Салон внимательно наблюдал за перепалкой.
--
Ты издеваешься? - озлобилась кассирша.
--
Нет, - недоуменно ответил Хозяин. - Она вам спеть может. Споешь? - заискивающе обратился он к собаке. И гавкнул.
Собака ответила.
--
Вот... поёт. Она ещё не так может! - крикнул он. - Спой людям, собака!
--
Ааааауууууыыыы, - провыл пёс.
--
Ещё давай, спой что-нибудь душевное! - сказал Хозяин. И обратился в салон: Товарищи, господа и дамы! Она сейчас такое споёт! Она умная! Она у меня водку с балконы скидывала! И тапочки утром приносит. И разговаривает, конечно... Я-то пью... Сегодня вот пил, завтра буду, все деньги пропил, её же не пропью. Она разговаривает со мной...
Собака обвела взглядом людей, посмотрела на него, закрыла глаза, подняла морду к потолку и завыла, подёргивая правой передней лапой. "Ииииуууумм" - стонала она, на миг останавливалась и, опустив голову, начинала всхлипывать. Потом снова завывала.
--
Вот, пропела. - сказал он жалобно. - Иногда мы вместе поём. Вот только не пьёт она... Поёт и не пьёт, - восхитился он сочетанию.
--
Слышишь, фокусник... - неуверенно начала кассирша - плати... - и твёрдо закончила: Или выходи. И потянулась к кнопке над дверью.
--
Я заплачу за него - вскочил молодой парень. Подошёл к кондуктору и выдал монетки. Кассирша взяла мелочь, не пересчитывая, положила в сумку и отвернулась.
--
Спасибо, - благодарно сказал он. - Только лучше бы ты мне на выпивку дал. Парень улыбнулся и прошёл на место.
--
Вот такая собака... - печально сказал он. - Старая она уже, седая вся, потому умная. Я когда старый стану, тоже поумнею.
Собака прошла по салону, оглядывая пассажиров, и вернулась к нему. Хозяин погладил её по загривку.
--
Во, моя остановка, - радостно сообщил он и выпрыгнул из автобуса.
За ним - собака.
Я доехал до своей остановки, вышел из троллейбуса и пошагал домой. Весна была в самом разгаре.
Пришёл и включил телевизор. "Пе-ди-гри для вашего любимца" - туманно пробормотал голос, зажёгся экран и появился пёс, старательно жующий что-то. Переключил канал.

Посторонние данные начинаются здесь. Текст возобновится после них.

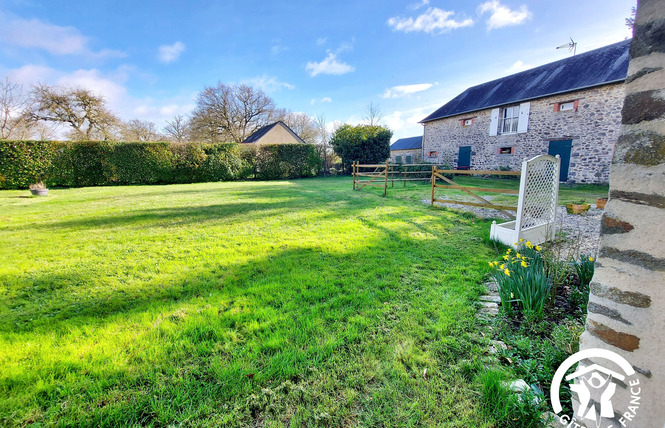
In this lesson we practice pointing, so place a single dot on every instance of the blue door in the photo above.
(464, 158)
(562, 148)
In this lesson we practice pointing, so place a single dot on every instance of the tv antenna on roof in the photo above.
(572, 46)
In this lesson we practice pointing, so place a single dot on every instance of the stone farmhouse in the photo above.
(571, 107)
(406, 150)
(275, 133)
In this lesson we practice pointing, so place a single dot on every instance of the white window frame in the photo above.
(509, 122)
(567, 106)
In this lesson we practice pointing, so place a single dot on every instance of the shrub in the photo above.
(24, 162)
(363, 143)
(101, 163)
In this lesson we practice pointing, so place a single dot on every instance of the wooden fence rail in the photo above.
(438, 174)
(378, 175)
(382, 173)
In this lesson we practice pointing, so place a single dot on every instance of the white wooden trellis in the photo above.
(537, 204)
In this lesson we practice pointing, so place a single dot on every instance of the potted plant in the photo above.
(577, 207)
(38, 189)
(600, 203)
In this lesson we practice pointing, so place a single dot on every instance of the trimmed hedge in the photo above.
(100, 163)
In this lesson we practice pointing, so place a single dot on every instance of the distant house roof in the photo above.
(259, 133)
(608, 64)
(407, 143)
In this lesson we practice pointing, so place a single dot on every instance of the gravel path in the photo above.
(585, 227)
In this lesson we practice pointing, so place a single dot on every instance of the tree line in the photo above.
(223, 113)
(228, 113)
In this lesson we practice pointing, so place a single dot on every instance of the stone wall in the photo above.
(593, 129)
(627, 302)
(414, 153)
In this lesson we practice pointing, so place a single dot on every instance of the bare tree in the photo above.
(42, 131)
(140, 130)
(177, 129)
(84, 111)
(14, 122)
(373, 114)
(231, 113)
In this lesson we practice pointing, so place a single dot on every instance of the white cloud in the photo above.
(518, 66)
(55, 39)
(170, 53)
(502, 16)
(111, 85)
(322, 100)
(402, 90)
(434, 20)
(418, 5)
(329, 65)
(277, 47)
(268, 83)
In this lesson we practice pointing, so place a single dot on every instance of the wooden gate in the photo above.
(376, 178)
(439, 174)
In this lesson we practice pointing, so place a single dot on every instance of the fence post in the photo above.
(353, 173)
(433, 183)
(385, 182)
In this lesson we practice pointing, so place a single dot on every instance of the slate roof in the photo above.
(265, 129)
(407, 143)
(608, 64)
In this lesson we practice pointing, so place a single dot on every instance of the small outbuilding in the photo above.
(406, 150)
(275, 133)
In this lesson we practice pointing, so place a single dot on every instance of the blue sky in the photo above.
(150, 58)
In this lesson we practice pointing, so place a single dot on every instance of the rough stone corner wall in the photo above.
(627, 302)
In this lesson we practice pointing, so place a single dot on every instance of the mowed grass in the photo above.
(290, 303)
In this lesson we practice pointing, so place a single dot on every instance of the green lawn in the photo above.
(296, 303)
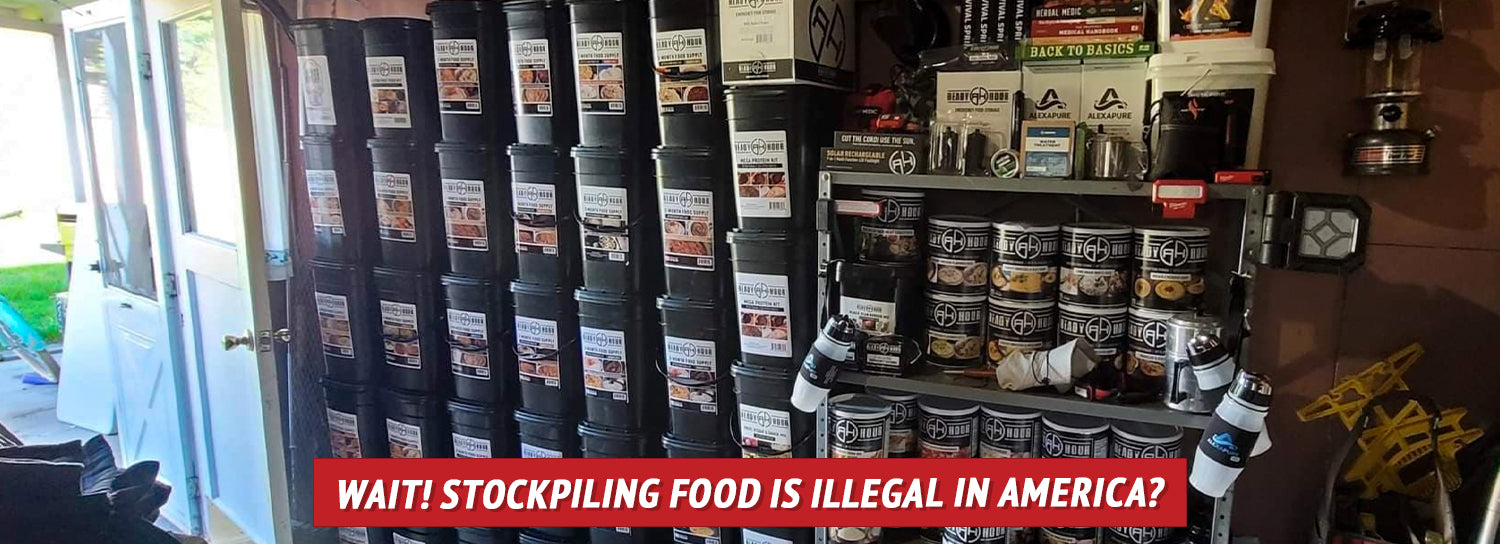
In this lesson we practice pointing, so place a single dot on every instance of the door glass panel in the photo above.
(207, 173)
(108, 102)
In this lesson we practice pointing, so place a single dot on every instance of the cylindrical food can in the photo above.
(1074, 436)
(1007, 432)
(945, 427)
(1169, 267)
(1025, 261)
(954, 330)
(1095, 264)
(1017, 325)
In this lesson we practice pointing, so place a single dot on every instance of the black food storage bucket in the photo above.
(476, 210)
(696, 357)
(482, 430)
(341, 200)
(546, 231)
(696, 212)
(477, 319)
(351, 351)
(356, 427)
(408, 206)
(399, 68)
(542, 71)
(776, 292)
(548, 360)
(620, 385)
(416, 426)
(690, 95)
(612, 72)
(411, 330)
(776, 135)
(470, 50)
(330, 65)
(617, 213)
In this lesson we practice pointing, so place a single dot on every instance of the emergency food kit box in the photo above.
(788, 42)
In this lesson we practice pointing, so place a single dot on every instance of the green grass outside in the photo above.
(30, 289)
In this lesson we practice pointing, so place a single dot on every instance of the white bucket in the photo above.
(1247, 27)
(1238, 75)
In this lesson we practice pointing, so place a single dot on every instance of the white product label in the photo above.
(762, 188)
(681, 53)
(464, 215)
(470, 447)
(398, 322)
(468, 334)
(600, 72)
(687, 228)
(395, 209)
(458, 75)
(390, 105)
(692, 361)
(317, 90)
(323, 197)
(765, 324)
(405, 439)
(333, 322)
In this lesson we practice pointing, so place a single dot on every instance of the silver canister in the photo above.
(1182, 385)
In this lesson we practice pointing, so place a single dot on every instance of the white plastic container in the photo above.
(1247, 24)
(1241, 77)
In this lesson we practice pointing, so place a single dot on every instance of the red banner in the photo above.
(738, 492)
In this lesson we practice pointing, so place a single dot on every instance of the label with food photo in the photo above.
(762, 186)
(398, 327)
(605, 373)
(687, 228)
(333, 322)
(398, 219)
(600, 72)
(323, 197)
(405, 439)
(680, 54)
(390, 107)
(689, 363)
(344, 435)
(537, 351)
(531, 71)
(468, 334)
(464, 215)
(765, 324)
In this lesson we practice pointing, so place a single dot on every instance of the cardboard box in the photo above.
(788, 42)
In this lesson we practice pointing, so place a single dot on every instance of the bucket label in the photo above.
(600, 72)
(537, 351)
(405, 439)
(398, 221)
(765, 322)
(681, 54)
(458, 75)
(333, 322)
(317, 90)
(531, 71)
(687, 228)
(468, 334)
(692, 361)
(470, 447)
(323, 197)
(390, 108)
(762, 188)
(765, 427)
(344, 435)
(464, 215)
(605, 363)
(398, 327)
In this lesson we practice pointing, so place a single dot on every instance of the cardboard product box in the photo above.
(788, 42)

Хватит. Пора идти к Никодиму. Не хотелось, однако надо. Слишком много совпадений.
Никодим.
Мой братец живёт за Калининой площадью. К его дому можно пройти разными путями, коих нетрудно насчитать до тысячи, тысячу разложить ещё на тысячи, если же всё свести к шагам, то путей насчитаются миллионы, однако основных дорог две. Их мне показал сам Никодим, и других путей он не признавал. Если я шёл к нему иной дорогой, то его не было дома. Первый маршрут - прямой, второй - обходной, но - интереснее
Он не открывал дверь, когда я наносил визит не получив приглашения. Никодим назначал встречу сам - то звонком, то забегая в офис или институт, то (что случалось чаще всего) просто встретив меня в городе. Как он узнавал о моём передвижении, а также, что звоню именно я, - неизвестно... Если я звонил сам, он не брал трубку, хотя набирал его номер с разных телефонов - из офиса, из института, от друзей и подруг. Однажды я позвонил даже из библиотеки, кое-как выпросив у вахтёра - бесполезно: длинные гудки.
Как правило, Никодим говорил, что он дома и я могу прибыть. При этом скверно хихикал. Затем уходил или клал трубку. С этого момента за мной было право одного визита, который я мог нанести хоть в этот же день, хоть через год, но только обязательными маршрутами.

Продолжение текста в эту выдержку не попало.